Maternal Dietary L-Carnitine Supplementation Influences Fetal Carnitine Status and Stimulates Carnitine Palmitoyltransferase and Pyruvate Dehydrogenase Complex Activities in Swine^1,2

³ Department of Animal Science, North Carolina State University, Raleigh, NC 27695; ⁴ Department of Animal Sciences and Industry, Kansas State University, Manhattan, KS 66506; and ⁵ Lonza, Inc. Allendale, NJ 07401

Effects of increasing maternal L-carnitine on carnitine status and energy metabolism in the fetus were evaluated by feeding pregnant swine a corn-soybean–based diet containing either 0 or 50 mg/kg added L-carnitine (n = 10/treatment) during the first 70 d of gestation. Carnitine, carnitine palmitoyltransferase (CPT), and pyruvate dehydrogenase complex (PDHC) activities were analyzed in tissues collected from fetuses on d 55 and 70. Maternal L-carnitine supplementation increased both fetal free and long-chain carnitine concentrations by 45% in liver and free carnitine by 31% in heart tissues but did not affect kidney tissue. Elevations in free and acylcarnitines increased with gestational age from 55 to 70 d in liver but not in heart and kidney. The increased carnitine concentrations resulted in a 45% increase in PDHC activity in heart and liver on d 70 of gestation but did not affect kidney and liver on d 55 of gestation.

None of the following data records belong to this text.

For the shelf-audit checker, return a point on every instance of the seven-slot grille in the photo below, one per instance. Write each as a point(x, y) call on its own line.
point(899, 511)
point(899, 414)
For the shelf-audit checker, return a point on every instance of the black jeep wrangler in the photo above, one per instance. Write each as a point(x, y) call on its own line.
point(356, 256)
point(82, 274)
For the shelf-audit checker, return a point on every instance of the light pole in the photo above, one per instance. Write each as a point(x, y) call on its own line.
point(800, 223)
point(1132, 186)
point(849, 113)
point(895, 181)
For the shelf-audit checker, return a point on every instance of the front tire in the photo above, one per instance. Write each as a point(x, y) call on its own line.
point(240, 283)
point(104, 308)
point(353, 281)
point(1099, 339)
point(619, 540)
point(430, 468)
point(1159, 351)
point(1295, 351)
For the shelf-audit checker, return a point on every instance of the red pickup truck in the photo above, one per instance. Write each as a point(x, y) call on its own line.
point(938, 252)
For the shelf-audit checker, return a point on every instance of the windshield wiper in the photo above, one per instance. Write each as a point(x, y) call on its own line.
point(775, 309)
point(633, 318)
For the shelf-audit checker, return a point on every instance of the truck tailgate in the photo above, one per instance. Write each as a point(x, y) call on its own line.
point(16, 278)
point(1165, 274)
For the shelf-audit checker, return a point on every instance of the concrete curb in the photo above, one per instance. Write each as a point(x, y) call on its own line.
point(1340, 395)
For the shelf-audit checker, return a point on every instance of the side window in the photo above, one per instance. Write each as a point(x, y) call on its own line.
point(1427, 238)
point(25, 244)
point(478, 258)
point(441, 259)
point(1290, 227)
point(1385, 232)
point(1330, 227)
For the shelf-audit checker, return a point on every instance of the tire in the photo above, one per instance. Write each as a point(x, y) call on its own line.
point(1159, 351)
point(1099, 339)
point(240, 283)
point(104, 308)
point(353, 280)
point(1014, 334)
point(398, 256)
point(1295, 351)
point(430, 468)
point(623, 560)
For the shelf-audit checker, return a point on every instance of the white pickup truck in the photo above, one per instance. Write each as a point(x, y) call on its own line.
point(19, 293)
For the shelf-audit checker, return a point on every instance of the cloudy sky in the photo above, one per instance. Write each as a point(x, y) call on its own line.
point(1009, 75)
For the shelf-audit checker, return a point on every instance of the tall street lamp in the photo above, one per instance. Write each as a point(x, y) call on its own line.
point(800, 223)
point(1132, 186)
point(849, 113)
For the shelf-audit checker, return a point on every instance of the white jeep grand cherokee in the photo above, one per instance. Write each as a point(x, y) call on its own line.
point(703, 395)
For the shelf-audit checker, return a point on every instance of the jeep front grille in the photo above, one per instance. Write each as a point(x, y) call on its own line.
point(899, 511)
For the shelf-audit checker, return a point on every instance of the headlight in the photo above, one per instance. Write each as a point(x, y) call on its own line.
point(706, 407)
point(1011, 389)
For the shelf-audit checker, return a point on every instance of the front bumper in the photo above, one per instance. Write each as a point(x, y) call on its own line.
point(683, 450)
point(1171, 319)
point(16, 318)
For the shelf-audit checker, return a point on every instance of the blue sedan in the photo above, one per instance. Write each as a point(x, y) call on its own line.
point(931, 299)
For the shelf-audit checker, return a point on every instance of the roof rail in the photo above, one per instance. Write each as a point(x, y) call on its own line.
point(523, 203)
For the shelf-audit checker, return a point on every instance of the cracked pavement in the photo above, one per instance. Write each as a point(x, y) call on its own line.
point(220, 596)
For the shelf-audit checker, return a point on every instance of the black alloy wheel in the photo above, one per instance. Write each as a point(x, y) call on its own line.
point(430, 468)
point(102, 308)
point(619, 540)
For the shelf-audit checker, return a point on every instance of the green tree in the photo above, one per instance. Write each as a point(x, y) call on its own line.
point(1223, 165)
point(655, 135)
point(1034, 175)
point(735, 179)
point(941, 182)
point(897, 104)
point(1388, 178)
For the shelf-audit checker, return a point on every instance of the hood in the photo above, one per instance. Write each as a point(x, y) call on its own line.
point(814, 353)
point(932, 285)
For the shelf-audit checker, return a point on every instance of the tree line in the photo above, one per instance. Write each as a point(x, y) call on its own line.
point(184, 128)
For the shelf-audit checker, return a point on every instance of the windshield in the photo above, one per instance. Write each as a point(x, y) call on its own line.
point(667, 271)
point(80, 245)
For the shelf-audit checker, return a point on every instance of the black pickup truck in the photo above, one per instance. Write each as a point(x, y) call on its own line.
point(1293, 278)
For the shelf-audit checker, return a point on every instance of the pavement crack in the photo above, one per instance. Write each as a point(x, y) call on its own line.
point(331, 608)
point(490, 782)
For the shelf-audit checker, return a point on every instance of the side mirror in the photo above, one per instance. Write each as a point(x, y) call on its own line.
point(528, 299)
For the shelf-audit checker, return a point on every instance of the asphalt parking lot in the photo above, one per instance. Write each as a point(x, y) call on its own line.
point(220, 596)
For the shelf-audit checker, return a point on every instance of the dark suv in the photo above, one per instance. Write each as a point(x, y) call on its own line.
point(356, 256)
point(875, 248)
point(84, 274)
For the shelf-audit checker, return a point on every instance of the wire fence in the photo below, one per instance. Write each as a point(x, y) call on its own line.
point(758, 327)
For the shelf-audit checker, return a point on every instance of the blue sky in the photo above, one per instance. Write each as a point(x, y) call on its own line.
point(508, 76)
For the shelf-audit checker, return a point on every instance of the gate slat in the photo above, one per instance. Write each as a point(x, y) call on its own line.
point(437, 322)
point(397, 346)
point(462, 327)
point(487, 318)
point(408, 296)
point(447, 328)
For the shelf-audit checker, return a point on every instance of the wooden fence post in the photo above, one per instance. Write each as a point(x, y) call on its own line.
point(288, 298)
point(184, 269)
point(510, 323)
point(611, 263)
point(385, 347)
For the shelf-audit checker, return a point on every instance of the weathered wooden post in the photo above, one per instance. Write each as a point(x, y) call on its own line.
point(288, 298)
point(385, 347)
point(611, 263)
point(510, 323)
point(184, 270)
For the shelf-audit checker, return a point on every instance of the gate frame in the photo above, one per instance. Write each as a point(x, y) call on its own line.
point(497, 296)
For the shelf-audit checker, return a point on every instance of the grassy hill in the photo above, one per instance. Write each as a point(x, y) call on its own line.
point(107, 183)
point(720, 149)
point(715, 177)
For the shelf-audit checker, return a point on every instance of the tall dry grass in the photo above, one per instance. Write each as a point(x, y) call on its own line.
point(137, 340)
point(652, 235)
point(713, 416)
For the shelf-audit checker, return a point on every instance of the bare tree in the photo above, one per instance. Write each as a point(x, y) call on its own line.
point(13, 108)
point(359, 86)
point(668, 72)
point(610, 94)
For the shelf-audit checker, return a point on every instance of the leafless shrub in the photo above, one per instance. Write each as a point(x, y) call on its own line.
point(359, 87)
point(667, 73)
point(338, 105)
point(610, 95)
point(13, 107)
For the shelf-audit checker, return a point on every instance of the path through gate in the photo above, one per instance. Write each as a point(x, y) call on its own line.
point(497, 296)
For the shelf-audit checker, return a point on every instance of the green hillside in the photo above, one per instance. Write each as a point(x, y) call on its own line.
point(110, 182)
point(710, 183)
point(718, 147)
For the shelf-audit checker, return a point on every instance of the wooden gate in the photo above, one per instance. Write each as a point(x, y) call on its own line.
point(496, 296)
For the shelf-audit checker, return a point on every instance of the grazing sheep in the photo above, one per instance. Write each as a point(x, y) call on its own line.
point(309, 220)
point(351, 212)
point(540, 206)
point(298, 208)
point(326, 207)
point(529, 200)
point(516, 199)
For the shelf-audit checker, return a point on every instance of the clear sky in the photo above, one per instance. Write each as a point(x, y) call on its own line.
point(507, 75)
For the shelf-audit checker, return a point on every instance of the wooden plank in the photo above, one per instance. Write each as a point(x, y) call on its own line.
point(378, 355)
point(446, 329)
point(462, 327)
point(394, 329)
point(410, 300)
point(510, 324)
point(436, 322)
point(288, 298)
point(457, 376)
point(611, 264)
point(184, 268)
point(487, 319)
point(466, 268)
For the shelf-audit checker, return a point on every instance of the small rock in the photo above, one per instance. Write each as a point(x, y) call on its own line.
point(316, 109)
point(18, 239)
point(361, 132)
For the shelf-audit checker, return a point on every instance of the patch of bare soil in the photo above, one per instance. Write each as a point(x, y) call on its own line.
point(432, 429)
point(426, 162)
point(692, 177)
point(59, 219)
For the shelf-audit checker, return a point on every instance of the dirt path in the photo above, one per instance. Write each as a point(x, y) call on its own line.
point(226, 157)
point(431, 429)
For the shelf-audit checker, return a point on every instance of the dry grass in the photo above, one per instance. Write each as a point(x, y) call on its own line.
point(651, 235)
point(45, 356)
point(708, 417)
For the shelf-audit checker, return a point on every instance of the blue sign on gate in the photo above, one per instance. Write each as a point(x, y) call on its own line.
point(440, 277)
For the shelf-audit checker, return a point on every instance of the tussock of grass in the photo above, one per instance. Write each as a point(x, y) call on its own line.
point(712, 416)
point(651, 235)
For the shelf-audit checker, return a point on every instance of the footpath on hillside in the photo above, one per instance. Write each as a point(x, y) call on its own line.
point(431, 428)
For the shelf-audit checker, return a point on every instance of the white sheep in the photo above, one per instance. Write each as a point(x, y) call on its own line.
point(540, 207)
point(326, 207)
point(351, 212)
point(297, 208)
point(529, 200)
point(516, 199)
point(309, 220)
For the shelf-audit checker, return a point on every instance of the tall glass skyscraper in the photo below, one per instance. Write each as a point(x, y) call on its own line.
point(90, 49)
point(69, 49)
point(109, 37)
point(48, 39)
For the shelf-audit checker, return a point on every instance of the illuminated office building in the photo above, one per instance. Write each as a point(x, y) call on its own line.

The increases in carnitine concentrations were accompanied by a 70% increase in hepatic CPT activity in 70-d-old fetuses, but activities in heart and kidney were unaffected. The Michaelis constant (K_m) of CPT for carnitine in fetal tissues was not influenced by carnitine supplementation (P > 0.1). Notably, the concentrations of carnitine measured on d 70 were only 25–40% of the K_m values in liver, 60–70% in heart, and 30–40% in kidney (P < 0.001). We conclude that carnitine ingestion during pregnancy increases fetal carnitine concentrations and stimulates heart PDHC and liver CPT activity without altering carnitine K_m.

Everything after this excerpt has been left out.